Adam had inherited the wind.

Nobody told him life was going to be this hard. That it gets tougher as you keep going.

Adam lives in Theory…

…but he wants to reside in Garden City.

The crown of the sun is just now edging over the tallest skyscraper. The porcelain mug is empty, much like Adam’s life. Adam slinks down in his chair and fixes his eyes on the cherubs that rest atop the twisted wrought iron. The cherubim leave Adam feeling abandoned by them. They don’t protect him from much. Adam keeps trying to figure everything out. ‘How did I get here? What did I do?’ And then the reality of the true question hits him, ‘what is it that I was looking for?’

And everything came flooding in on Adam’s brain. Everything that he wanted was theoretical. Theoretically he wanted to be just like his father. Theoretically he wanted the title of CEO. Theoretically taking the rival offer would make his life better. Theoretically Eve would be happy. Theoretically his family would be better off.

Theoretically.

Theoretically took him from Garden City to the metropolis of Theory.

What Adam realized is that theoretically took him away from his father. Theoretically got him a title that gave him pseudo-elevation. Theoretically got him a screwed up marriage. Theoretically didn’t hold much water.

‘Could I return to Garden City?’ Adam wondered to himself. ‘Could I return to my father? Return to my former life? Could I?’ All Adam would have to do is pick up the phone and tell his father that he wanted to return.

What Adam didn’t know is that for 28 years, his father has kept his job open. Though his father is aged by now, he seems immortal. His father stares at the phone sometimes, wondering if Adam will ever call home.

Adam could return to Garden City.

He could.

But he won’t.

Adam tells himself that he’s too old. It’s too late. Change wouldn’t be easy. It wouldn’t be easy, but it would be simple.

Eve sits beside Adam, but she doesn’t know what he’s thinking; she only senses his discontent; she theorizes that she is the source of his discontent. 30 years of marriage and they’ve only drifted apart. She loves Adam desperately, but he can’t reciprocate. He doesn’t know how anymore. Though his affections should center on Eve, only blame and guilt does he correlate to her.

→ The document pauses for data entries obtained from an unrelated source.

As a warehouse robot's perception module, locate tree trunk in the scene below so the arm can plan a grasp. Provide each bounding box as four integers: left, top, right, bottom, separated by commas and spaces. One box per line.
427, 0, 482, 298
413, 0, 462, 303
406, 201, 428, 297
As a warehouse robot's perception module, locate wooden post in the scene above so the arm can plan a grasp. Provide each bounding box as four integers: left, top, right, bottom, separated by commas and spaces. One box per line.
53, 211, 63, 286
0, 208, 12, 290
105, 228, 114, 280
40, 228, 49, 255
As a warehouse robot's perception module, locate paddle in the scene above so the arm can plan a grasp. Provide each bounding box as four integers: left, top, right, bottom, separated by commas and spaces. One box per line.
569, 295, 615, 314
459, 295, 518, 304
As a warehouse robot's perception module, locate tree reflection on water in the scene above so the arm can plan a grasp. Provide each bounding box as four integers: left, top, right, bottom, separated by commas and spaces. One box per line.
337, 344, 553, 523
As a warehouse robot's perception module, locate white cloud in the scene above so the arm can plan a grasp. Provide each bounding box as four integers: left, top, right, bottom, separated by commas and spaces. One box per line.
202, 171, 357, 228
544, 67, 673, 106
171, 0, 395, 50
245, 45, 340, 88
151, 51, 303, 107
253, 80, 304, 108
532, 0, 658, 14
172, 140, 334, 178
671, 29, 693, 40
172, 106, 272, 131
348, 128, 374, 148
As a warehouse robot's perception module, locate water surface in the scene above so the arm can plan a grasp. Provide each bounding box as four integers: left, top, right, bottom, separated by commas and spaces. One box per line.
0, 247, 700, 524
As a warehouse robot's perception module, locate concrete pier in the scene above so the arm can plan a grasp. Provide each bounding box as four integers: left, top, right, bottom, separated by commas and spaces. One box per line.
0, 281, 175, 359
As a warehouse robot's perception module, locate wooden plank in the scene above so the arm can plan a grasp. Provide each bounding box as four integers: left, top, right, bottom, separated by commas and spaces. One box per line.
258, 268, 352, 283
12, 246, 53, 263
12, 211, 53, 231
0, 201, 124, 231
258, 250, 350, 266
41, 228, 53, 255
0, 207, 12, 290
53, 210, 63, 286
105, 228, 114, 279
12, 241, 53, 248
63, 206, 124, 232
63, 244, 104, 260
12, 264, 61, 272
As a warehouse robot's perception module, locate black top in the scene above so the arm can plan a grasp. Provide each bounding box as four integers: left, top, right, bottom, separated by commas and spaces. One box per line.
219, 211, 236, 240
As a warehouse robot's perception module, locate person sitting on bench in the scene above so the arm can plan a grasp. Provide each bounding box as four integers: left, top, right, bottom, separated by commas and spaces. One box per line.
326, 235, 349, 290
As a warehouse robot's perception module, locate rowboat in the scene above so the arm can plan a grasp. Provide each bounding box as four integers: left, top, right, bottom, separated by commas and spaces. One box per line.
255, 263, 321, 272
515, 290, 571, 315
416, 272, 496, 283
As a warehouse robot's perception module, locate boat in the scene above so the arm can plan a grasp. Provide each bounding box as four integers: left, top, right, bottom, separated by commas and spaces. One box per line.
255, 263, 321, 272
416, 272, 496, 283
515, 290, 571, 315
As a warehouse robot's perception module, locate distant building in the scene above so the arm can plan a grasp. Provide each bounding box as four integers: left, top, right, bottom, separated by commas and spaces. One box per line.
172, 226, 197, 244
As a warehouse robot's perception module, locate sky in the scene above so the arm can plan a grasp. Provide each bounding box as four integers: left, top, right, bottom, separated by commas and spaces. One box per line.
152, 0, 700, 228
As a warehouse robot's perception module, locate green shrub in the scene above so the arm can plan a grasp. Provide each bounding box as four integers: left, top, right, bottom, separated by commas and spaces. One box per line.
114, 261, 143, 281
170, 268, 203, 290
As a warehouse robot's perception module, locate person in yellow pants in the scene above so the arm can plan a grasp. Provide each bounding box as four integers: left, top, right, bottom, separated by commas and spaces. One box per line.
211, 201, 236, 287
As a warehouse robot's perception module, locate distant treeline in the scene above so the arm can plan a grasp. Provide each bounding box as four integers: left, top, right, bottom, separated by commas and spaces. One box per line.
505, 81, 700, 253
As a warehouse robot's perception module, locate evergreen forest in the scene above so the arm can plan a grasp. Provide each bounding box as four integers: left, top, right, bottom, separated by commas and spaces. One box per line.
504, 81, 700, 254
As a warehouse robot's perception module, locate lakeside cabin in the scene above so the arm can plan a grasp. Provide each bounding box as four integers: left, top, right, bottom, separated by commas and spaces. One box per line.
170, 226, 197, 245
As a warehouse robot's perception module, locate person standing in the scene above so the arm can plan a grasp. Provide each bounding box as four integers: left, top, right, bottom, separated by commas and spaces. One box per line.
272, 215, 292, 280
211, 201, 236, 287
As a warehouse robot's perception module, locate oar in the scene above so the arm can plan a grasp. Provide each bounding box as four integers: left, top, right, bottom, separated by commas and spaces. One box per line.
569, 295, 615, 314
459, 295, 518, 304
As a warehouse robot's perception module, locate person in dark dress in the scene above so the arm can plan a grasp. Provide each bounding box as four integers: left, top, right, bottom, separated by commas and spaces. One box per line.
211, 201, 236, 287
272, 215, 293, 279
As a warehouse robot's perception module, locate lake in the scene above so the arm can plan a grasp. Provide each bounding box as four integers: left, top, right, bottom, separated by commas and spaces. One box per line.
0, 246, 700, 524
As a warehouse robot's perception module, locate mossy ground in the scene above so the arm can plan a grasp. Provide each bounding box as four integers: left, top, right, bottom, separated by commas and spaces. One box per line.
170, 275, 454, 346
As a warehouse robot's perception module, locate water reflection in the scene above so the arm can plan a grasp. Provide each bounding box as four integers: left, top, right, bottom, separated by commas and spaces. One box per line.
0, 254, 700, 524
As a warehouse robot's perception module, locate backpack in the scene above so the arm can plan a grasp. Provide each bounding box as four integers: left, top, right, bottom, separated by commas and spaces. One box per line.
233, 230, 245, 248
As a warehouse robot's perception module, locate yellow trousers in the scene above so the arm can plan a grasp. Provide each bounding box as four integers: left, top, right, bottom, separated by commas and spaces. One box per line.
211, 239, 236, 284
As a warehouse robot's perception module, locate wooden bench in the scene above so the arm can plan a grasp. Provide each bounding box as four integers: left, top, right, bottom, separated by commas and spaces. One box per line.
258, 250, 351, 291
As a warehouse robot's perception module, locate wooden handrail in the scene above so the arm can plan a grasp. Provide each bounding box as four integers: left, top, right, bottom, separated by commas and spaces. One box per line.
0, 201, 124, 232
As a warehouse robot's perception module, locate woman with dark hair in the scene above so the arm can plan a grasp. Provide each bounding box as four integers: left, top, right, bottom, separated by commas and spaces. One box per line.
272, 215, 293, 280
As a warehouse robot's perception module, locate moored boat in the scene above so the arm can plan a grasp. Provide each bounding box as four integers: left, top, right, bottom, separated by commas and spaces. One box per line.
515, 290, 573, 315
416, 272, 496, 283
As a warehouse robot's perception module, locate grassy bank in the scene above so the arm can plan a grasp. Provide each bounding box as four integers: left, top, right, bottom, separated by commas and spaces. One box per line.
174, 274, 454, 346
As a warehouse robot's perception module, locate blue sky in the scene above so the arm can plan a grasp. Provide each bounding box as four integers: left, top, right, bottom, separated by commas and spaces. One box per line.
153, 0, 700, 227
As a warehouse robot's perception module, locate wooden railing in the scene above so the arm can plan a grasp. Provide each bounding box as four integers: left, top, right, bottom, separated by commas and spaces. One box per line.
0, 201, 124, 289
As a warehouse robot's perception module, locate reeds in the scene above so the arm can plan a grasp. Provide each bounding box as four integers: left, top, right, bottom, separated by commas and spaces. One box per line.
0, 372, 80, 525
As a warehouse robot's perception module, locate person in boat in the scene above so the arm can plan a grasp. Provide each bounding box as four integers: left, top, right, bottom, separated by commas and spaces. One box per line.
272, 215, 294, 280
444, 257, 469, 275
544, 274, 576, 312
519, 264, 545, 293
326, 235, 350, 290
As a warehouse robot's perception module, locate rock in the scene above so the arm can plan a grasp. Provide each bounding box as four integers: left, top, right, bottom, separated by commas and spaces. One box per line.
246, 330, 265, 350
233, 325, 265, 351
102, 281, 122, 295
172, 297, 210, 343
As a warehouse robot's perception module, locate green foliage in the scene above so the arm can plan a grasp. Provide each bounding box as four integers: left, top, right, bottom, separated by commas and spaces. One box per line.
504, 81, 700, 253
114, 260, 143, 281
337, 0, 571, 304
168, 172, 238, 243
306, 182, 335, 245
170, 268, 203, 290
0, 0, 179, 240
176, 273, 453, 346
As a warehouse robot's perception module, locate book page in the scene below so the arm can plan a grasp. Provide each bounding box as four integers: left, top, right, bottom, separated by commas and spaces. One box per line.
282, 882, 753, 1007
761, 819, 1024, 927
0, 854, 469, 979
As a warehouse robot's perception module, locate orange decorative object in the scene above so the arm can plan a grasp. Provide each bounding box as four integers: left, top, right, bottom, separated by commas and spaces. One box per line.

He’s a little too self-absorbed as well. All they seem to do is share a bed. They sit there for a few minutes, looking at the emerging sun. Adam picks up his empty, porcelain mug and angrily throws it over the balcony. He rises and exits through a sliding glass door back into the house. Eve now sits alone, tiny droplets of tears forming in her eyes. She catches them with her elegant fingers.

Adam lives in Theory…

…but he wants to reside in Garden City.


(c) Aaron Brown, 2008


1 comment:

Anonymous said...

Strong, Rich, Powerful!!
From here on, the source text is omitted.